Il non-detto è parimenti importante, sono quelle informazioni che alcuni personaggi non danno al protagonista per il suo bene: tipici i genitori che, come nella vita reale, proteggono i figli dalla bruttezza della realtà. Crescere significa affrontare il non-detto e mettersi in gioco.
9. Un messaggio potente
Non mi stancherò mai di ripeterlo: se vuoi scrivere un distopico non puoi prescindere da un significato profondo, universale.
I distopici Y/A più celebri riescono a far passare, attraverso un libro pieno di azione, un messaggio che può dirsi più ampio, politico, una visione del mondo molto forte. Hanno tutti un’anima ben definita e un messaggio potente.
Non pensare che basti averne letti tanti, per essere in grado di cimentarti in un genere molto difficile in cui si devono mescolare e miscelare sapientemente:
- azione,
- sentimenti,
- conflitti, amore,
- odio
- e paure.
Se hai scritto un distopico, e credi che l’idea sia buona, fallo leggere a chi è del settore e soprattutto deve essere editato.
Non si tratta di correggere refusi ed errori di ortografia e sintassi, ma di aiutarti a renderlo più “chiaro”, scorrevole dando maggior risalto ai personaggi principali e caratterizzando i protagonisti secondo quello che è il TUO punto di vista.
Prima di scriverlo prova a mettere su carta i punti che ti ho spiegato fin qui, ci sono tutti? Sono sviscerati a dovere? Cosa vuoi dire, cosa vuoi comunicare ai tuoi lettori?
Scrivere un distopico: gli elementi tipici del genere
Ecco un ultimo decalogo in cui sono indicati quegli elementi che proprio non possono (in teoria), mancare quando si intende scrivere una distopia.
Non sono leggi assolute, ma se vuoi scrivere di questo genere è necessario seguirne qualcuna!
- Come abbiamo scritto prima, la tecnologia dovrebbe essere un’arma nelle mani del cattivo (o del regime che egli rappresenta). Puoi farlo capire da subito, o più avanti nel romanzo.
- In ogni romanzo serve , partendo dall’incipit, un conflitto che inneschi la miccia e faccia deflagrare la storia che vuoi raccontare. Che sia un conflitto morale, etico, fisico o politico poco importa; ma ci deve essere!
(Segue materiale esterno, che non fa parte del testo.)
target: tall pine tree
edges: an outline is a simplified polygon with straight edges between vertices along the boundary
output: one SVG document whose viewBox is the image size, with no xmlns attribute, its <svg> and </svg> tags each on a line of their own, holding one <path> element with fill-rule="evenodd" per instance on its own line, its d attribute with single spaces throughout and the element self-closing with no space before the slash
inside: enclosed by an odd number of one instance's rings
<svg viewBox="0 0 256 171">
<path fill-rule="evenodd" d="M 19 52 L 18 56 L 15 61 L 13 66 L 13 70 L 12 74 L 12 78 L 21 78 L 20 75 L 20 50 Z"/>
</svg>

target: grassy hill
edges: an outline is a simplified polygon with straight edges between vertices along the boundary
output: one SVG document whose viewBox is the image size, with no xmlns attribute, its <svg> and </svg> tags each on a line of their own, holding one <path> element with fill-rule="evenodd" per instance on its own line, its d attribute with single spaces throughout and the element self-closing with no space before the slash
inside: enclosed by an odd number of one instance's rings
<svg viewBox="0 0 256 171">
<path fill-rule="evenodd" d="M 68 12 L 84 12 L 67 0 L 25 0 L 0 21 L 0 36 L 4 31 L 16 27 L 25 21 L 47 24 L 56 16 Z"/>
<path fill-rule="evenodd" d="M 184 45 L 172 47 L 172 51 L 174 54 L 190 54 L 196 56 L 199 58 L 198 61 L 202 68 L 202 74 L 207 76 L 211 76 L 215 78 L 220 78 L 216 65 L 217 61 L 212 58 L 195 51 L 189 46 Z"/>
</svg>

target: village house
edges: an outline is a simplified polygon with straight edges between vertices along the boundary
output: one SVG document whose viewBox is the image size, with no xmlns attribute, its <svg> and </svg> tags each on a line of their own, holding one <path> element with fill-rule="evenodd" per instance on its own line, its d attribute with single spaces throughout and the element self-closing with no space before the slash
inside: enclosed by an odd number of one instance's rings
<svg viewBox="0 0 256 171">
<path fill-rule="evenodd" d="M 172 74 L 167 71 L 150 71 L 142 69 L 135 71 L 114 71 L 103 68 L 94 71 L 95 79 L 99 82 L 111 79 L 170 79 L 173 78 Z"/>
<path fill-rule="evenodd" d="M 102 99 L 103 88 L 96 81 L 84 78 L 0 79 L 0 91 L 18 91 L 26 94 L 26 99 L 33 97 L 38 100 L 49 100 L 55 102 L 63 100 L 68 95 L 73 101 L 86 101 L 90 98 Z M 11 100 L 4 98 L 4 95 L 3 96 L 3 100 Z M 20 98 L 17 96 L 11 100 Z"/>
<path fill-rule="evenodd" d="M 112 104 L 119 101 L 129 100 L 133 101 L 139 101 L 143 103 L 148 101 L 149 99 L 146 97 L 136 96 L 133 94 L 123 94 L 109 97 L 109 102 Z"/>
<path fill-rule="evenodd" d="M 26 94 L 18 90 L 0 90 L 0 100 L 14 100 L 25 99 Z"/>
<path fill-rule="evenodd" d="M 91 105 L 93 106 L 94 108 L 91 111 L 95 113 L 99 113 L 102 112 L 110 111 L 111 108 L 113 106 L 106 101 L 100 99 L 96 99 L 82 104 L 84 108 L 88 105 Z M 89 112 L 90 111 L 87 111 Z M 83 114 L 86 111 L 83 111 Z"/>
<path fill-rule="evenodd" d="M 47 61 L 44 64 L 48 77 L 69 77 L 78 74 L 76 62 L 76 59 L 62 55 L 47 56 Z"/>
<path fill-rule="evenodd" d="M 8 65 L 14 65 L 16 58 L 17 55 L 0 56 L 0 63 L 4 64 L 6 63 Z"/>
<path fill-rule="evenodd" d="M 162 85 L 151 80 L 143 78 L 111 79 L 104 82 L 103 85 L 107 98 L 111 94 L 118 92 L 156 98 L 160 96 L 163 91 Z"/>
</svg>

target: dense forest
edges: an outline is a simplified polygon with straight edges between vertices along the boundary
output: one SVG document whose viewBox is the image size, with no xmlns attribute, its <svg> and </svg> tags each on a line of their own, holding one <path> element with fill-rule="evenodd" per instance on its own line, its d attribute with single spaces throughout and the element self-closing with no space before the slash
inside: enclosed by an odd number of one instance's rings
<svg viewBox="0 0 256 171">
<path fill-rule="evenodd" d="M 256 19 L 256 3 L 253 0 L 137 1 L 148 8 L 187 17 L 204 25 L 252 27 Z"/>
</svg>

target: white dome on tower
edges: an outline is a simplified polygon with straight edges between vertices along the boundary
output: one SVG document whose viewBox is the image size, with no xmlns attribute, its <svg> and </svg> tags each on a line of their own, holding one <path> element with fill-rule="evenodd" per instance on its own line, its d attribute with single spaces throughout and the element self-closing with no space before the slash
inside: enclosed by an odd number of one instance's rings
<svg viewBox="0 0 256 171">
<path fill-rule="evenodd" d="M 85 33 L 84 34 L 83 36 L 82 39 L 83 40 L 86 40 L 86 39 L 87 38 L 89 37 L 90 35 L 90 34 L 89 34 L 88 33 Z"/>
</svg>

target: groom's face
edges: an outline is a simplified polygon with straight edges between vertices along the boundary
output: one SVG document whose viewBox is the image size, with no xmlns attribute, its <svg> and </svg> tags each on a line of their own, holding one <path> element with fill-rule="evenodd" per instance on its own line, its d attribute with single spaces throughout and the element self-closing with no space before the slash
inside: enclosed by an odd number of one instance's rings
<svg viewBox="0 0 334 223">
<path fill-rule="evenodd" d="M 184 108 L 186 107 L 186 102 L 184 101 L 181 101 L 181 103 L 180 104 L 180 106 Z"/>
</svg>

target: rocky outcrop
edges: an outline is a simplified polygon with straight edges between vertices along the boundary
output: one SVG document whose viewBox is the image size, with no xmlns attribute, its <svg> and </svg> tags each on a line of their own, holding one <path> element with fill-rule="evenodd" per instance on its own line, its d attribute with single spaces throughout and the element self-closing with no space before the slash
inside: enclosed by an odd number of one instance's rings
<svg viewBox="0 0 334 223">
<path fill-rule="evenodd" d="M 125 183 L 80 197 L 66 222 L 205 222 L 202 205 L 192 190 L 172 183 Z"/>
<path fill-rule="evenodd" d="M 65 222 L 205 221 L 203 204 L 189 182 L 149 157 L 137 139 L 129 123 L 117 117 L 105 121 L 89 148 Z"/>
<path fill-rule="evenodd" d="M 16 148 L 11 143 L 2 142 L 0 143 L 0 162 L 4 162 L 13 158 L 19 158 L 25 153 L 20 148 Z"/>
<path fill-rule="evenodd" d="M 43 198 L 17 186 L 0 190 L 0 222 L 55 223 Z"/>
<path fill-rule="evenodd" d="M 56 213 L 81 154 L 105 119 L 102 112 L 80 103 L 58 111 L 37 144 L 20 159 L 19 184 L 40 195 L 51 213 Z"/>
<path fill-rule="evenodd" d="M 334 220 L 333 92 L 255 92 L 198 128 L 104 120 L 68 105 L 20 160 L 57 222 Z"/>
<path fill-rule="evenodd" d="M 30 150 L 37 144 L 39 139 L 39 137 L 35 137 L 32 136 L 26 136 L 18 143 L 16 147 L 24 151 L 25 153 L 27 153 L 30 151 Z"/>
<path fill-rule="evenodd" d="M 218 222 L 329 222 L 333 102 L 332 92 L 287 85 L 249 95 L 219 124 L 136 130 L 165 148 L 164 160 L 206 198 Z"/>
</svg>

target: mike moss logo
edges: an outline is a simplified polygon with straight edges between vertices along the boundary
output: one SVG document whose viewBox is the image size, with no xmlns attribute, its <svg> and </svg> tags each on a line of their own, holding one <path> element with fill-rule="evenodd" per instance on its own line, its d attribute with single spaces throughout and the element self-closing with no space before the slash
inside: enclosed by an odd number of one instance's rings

- Conseguenza del conflitto è la violenza. Anche questa non è per forza fisica (anche se prima o poi dovrà esserci perché sintomo di una società malata).
- L’informazione (come i media), sono al servizio del regime e usate per manipolare le menti. In “V per vendetta” la propaganda è uno dei nemici più forti contro cui il protagonista si batte.
- L’apparenza inganna. Nella maggior parte dei distopici, specialmente all’inizio, tutto potrebbe sembrare perfetto, curato e giusto. Il lettore si troverà in un mondo idilliaco con qualche stortura che non dovrebbe fargli capire subito cosa c’è dietro, ma solo allarmarlo. Proprio a causa del conflitto, il protagonista si scontrerà con elementi del sistema che non capisce o non condivide.
Scrivere un distopico è un’esperienza molto stimolante perché, come in alcuni generi, l’unico limite è la tua fantasia. E questo è anche il maggior rischio che si corre, molti testi che ci arrivano hanno spunti interessanti, ma spesso vanno “fuori giri”, si perdono in fantasticherie poco credibili.
L’editing del romanzo serve proprio a tenere l’autore con i piedi per terra sviluppando una storia equilibrata, per certi versi realistica e che abbia tutti gli elementi del suo genere.